Richard nodded as he laid out some big leaves. “During the war, wizards on both sides had conjured terrible weapons—constructed spells and such. But some of those weapons were made out of people. That’s how the dream walkers came to be. They were created out of people captured in Caska—Jillian’s ancestors.”
“And that was when they created the Chainfire event?” she asked. “During that great war.”
“That’s right,” he said as he spread a layer of mud on the leaves. “Other wizards were constantly working to counter the things that had been created from magic. The boxes of Orden, for example, were created during that great war in order to counter the Chainfire spell.”
“I remember the Sisters talking to Jagang about that.”
“Well, the whole thing is quite complicated but, basically, a traitor named Lothain went to the Temple of the Winds where it was hidden away in the underworld. He secretly did things to one day aid the basic cause of the Order when it eventually rekindled.”
“They thought the war would reignite?”
“There have always been, and always will be, those who are driven by hate and want to blame those who are happy, creative, and productive for their misery.”
“What sort of things did this Lothain do?”
Richard looked up. “Among other things, he made sure that a dream walker would one day again be born into the world of life. Jagang is that dream walker.”
Richard finished wrapping the fish in leaves and mud
and set the little bundles in the glowing coals at the edge of the fire.
“After that, the people on our side sent the First Wizard to the Temple of the Winds. His name was Baraccus. He was a war wizard. He made sure that another war wizard would be born to try to stop the forces trying to take mankind into a dark age.”

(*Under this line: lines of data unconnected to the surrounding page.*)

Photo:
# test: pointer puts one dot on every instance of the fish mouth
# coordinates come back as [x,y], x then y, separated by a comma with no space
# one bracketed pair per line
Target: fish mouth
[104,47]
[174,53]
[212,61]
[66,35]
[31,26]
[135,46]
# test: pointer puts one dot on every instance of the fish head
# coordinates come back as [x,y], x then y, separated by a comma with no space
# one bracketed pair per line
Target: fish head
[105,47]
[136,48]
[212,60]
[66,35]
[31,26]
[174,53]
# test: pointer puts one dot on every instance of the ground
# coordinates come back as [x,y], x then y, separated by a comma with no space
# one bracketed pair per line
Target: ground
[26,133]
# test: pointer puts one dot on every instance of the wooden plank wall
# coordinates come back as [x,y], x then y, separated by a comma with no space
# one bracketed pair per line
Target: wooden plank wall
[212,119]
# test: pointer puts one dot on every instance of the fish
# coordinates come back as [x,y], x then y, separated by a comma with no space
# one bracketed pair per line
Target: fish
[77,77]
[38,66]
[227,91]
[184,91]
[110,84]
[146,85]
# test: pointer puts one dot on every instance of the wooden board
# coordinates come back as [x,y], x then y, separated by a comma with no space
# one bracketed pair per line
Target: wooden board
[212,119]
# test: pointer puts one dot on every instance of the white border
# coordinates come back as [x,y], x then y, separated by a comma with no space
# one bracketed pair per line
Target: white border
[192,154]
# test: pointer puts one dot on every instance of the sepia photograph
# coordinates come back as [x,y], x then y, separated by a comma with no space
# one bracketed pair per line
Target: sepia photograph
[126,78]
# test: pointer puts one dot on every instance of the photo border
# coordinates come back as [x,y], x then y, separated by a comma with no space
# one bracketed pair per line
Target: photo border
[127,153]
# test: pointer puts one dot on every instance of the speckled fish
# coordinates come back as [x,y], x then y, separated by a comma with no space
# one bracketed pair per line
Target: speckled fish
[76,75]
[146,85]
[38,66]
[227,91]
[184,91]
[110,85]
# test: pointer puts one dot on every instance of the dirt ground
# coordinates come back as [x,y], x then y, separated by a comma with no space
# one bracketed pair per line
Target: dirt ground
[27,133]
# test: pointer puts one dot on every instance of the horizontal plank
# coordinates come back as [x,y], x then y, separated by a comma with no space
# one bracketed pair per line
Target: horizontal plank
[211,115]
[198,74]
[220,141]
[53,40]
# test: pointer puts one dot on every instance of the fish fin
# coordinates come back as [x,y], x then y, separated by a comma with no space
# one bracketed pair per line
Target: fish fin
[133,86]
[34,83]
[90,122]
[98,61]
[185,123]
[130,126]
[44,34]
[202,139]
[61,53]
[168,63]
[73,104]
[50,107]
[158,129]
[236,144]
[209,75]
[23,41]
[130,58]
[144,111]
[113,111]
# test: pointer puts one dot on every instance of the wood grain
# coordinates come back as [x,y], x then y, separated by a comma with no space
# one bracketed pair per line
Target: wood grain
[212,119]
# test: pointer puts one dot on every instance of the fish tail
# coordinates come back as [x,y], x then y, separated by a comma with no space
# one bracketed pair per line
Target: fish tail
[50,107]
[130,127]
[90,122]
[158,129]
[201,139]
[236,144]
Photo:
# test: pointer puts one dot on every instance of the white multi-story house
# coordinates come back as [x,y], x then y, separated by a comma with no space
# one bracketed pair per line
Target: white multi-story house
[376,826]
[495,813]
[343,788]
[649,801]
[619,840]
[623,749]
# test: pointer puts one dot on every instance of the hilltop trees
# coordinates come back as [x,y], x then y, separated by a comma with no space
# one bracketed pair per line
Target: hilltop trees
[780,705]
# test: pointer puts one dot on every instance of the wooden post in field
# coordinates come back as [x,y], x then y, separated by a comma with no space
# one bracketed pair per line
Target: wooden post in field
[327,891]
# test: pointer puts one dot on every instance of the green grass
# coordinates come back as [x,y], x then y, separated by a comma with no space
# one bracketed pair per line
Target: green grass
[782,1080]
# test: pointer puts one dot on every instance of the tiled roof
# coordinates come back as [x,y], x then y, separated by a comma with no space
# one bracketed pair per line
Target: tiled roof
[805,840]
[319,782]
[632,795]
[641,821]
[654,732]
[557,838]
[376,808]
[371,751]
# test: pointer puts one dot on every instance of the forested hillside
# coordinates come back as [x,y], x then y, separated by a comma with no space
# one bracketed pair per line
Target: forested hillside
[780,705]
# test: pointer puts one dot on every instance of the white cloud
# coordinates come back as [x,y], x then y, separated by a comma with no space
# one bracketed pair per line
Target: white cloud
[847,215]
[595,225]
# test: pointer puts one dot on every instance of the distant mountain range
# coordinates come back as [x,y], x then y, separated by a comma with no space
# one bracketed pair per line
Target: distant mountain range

Kahlan pulled her knees up and drew her blanket around herself to keep warm as she listened to the story. “You mean that there haven’t been any war wizards since that time?”
Richard shook his head. “I’m the first one in nearly three thousand years. Baraccus, though, did something at the temple to insure that another would one day be born to carry on the struggle. I’m the one born because of what he did back then.
“Realizing that such a person wouldn’t know anything about his ability, Baraccus came back and wrote a book called
Secrets of a War Wizard’s Power
. He had his wife, Magda Searus, who he loved very much, take that book away and hide it for me. He was very careful to make sure that no one but me would get ahold of the book.